This is the default “Sign in to iCloud” dialogue that iOS presents its users (sometimes a bit too often and for no apparent reason). What scares me is that this is a fairly simple sign in prompt for someone to doctor, include in a decoy app, and use to steal iCloud passwords.
Although users iCloud emails aren’t readily available to developers, there is an API Apple provides that verifies if an email address belongs to an iCloud account.
The decoy app could ask the user for their email during a sign up process, or get it from their Facebook account. Later on, the attacker could verify that the email belongs to an account, then display the popup shown in the video. If the email doesn’t belong to an iCloud account, the prompt could be modified to say that the email address provided is wrong and just ask for the email and password from within the prompt — most people wouldn’t think twice.

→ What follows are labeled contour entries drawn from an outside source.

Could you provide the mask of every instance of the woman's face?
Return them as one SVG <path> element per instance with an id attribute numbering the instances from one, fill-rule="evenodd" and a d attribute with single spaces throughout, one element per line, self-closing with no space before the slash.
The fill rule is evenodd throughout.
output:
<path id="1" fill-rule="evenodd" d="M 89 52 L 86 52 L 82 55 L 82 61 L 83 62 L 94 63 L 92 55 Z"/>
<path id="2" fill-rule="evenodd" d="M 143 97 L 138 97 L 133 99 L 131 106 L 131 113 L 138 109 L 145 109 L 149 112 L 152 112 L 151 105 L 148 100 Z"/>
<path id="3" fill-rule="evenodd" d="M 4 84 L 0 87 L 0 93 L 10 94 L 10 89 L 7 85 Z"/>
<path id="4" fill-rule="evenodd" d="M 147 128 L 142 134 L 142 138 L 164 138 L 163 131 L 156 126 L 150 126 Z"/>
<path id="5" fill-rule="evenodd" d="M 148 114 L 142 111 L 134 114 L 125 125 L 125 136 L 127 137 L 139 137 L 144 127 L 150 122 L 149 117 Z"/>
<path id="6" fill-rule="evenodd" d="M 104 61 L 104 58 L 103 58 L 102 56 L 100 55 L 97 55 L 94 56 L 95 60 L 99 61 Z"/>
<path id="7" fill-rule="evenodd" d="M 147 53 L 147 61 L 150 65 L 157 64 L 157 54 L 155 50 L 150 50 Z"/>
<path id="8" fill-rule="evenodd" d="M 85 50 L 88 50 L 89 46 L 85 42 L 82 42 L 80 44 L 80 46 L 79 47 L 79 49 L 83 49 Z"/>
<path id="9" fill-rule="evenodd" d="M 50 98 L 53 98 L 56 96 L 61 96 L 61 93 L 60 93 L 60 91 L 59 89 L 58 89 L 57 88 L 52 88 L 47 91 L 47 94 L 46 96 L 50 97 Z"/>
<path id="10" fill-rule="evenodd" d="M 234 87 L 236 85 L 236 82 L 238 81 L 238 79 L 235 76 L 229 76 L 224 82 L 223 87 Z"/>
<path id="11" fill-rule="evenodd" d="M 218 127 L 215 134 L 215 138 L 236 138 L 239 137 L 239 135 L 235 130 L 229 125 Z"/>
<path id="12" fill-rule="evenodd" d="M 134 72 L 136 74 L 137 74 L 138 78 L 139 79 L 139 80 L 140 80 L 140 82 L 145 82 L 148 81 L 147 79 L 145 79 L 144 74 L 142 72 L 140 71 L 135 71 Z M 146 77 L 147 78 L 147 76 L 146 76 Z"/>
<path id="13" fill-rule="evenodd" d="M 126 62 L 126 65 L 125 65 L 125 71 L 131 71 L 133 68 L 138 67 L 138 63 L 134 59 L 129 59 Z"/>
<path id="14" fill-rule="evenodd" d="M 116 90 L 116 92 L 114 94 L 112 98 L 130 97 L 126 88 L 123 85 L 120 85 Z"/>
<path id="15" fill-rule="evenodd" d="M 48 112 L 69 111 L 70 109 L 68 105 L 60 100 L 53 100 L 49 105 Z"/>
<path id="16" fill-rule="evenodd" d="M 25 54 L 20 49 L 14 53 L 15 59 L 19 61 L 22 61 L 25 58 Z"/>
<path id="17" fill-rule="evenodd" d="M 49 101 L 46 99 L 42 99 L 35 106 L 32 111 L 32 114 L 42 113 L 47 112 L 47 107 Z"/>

The real “Sign in to iCloud” popup seems to present itself at random times, so a fake form would be hard to detect. Additionally, iOS uses a generic UIAlertController to ask users to input secure information, which means it would be hard for the average person to detect a fake one. Instead of iOS asking users to log in from within the alert view, it should launch settings to the iCloud section where the user can securely sign in. Unfortunately, users are already conditioned to the current dialogue. I get the feeling that even if Apple secured their sign in to iCloud flow, a majority of people would still fall for this sort of attack. You may think an app like this would never be accepted by Apple, but in order to fly under the radar during the reviewal process, the attacker can delay the pop up from showing until the app is approved. For example there could be some server side logic that dictates when and who to show the fake form to.